AI-based image rendering: NeRFs, SMoE and Gaussian Splatting

In a previous life, I was working at TU Berlin and Ghent University in the exciting field of video coding and image-based rendering. I had the opportunity to meet with many brilliant minds at conferences, MPEG and JPEG meetings as well as industry meetups at Google, Netflix and Disney Research.

Author with the original inventors of JPEG — Me (left) - starstruck - meeting the original JPEG inventors at the JPEG meeting celebrating 25 years of JPEG (Turin, Italy). Source: Image by the author.

Although image-based rendering has been around for decades, it wasn’t until recently that a big revival happened. Image-based rendering was considered impractical for many reasons, until deep learning and diffusion models provided solutions to some of the longstanding issues.

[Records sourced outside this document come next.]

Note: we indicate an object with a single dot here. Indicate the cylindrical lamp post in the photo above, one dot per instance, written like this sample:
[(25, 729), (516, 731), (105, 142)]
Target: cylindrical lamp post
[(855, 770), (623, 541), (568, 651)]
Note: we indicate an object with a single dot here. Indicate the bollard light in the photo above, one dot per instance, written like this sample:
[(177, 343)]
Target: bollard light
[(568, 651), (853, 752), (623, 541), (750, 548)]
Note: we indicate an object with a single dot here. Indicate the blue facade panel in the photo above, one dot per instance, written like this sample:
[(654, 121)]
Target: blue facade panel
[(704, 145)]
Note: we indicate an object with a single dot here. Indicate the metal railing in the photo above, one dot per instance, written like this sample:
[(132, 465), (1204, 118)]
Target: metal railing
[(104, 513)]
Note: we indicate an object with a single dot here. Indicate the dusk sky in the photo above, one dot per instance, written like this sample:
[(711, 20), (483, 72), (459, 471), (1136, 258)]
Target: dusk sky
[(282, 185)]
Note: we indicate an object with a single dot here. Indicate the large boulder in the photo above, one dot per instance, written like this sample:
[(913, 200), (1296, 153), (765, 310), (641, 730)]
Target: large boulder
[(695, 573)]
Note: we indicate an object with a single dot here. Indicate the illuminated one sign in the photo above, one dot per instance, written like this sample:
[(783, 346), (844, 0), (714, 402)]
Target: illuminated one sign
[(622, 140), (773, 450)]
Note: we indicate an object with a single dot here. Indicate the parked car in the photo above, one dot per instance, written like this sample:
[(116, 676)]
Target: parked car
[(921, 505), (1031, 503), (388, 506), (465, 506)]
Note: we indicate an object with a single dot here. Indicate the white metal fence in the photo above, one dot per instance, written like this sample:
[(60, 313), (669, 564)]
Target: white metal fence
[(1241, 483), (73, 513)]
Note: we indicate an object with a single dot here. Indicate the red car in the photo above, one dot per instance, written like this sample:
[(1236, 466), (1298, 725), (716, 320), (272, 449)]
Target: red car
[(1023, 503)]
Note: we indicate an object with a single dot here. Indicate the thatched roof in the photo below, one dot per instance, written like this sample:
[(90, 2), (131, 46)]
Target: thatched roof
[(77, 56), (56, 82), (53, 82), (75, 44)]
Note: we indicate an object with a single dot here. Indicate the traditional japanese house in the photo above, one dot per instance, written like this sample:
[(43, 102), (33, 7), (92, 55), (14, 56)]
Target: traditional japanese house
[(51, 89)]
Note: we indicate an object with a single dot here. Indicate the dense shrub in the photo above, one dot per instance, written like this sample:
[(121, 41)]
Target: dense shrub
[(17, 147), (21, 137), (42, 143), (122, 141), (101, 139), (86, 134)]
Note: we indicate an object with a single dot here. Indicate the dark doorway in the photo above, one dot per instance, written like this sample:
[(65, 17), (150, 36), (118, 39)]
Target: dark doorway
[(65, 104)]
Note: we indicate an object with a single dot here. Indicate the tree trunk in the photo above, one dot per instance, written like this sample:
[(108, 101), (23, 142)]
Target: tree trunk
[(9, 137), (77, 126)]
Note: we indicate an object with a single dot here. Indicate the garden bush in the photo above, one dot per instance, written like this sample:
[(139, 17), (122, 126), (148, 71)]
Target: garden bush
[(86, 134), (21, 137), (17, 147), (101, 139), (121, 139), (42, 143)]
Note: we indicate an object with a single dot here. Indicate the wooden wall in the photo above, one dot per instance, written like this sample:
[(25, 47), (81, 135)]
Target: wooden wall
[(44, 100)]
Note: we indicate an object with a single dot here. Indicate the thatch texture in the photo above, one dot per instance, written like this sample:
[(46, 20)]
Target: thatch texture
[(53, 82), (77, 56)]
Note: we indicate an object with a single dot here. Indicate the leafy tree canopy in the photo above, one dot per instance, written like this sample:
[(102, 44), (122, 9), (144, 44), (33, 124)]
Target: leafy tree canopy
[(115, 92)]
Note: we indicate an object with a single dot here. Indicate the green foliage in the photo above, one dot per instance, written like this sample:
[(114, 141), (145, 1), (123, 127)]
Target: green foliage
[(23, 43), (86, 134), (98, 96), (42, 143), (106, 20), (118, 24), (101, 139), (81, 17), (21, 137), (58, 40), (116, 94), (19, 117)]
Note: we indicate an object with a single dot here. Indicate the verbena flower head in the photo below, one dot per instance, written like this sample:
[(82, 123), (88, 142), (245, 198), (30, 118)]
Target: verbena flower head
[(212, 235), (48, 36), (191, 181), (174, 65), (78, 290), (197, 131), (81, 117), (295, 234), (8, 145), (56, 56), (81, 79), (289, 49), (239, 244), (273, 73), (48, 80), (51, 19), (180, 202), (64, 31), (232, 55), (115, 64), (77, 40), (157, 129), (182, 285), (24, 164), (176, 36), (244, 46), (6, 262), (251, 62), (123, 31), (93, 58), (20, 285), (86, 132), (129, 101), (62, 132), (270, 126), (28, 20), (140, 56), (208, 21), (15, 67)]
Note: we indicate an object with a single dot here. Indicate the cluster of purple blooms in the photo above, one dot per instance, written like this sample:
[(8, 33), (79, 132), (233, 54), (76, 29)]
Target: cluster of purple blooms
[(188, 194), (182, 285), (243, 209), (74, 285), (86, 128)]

In this article, I will provide an overview of the recent advances in AI-driven image-based rendering field based on my personal experience and background. Additionally, I will discuss my contributions to the field. This is definitely more of technical longread. Hope you enjoy.

What is image-based rendering?

Image-based rendering is the field of rendering in which new images are distilled from a set of captured images. It typically involves by interpolating, and tracing light rays in a space. The captured images serve as snapshots of the light rays in the space.

Illustration of synthesized cameras vs reference cameras — Illustration in which the yellow camera viewpoint is synthesized based on the pixel data entering the blue real cameras. Source: Image by the author.

Why is this useful? Image-based rendering allows creating novel views from a scene without knowing anything about the geometry of the scene. Reverse-engineering the geometry (meshes, texture, and reflective properties) from a scene is notoriously difficult and an underdetermined problem. Think about smoke, reflections, and translucent objects. It easily gives rise to the uncanny valley problem.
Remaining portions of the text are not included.